It has bothered me for years that I'm not good at keeping the house spick and span.
In fact it has been a real source of shame and anxiety for me at times. I remember several years ago having a bad dream about my mother coming to my house, looking at the state of it and just shaking her head sadly sighing 'Oh Teenie!'
At times I feel so bad that I can't invite people over or panic for days before guests come, tidying up and cleaning the best I can, getting crosser and crosser with everyone and the whole thing.
But yesterday in the bath (where I do most of my quiet thinking) I realised something: although I am not a good house keeper, I am a very good home maker!
So the house may never be tidy. I may not ever have the time in the mornings to put away the breakfast things before leaving for the school run....
|post breakfast mess
|chocolate finger prints mean home made chocolates in the fridge
I would rather push this girl on the swing than plonk her in front of a screen so I can hoover the living room...
I cook from scratch, make my own bread, plan every meal to make it as nourishing for us all as possible.

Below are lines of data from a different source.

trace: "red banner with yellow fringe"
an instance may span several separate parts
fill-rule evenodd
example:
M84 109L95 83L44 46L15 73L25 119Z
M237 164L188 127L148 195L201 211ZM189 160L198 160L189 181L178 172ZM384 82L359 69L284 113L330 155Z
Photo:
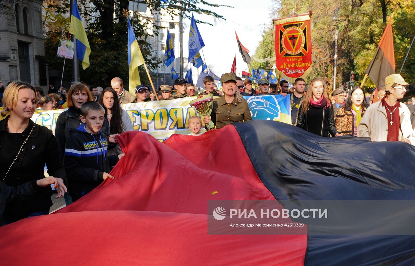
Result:
M288 79L311 71L311 27L308 13L274 20L277 69Z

All that cooking takes time, time I don't spend cleaning and tidying.
I use (often home made) cleaning products that are kind to the environment,
So cleaning and tidying is not my priority. I always have said that I am a stay at home mum, not a stay at home housewife!!!
But back to my inspiration in the bath, although I am not a good house keeper, I am a very good home maker.
For me a home is somewhere everyone who lives there feels at ease, at peace and happy.
It is a place to be heard, a place for fun, a place to sort out your problems.
A retreat from the world.
It is a place to celebrate and be celebrated.
It is a place to find yourself and find your place in the world.
And I think that if I were a good house keeper I would not be a good home maker. That is not to say that people who have wonderfully clean and tidy houses have not made lovely homes (you know like the ones you see on blogs and pinterest) what I am saying is that I know what it would take for me to create a house like that and I would much rather spend the energy on making a home.
So I am making peace with the mess, with the dirty window sill, with the full-to-the-brim-spare-room-that-I-will-sort-out-one-day, I am making peace with it because this is a beautiful home, and we are all so happy here.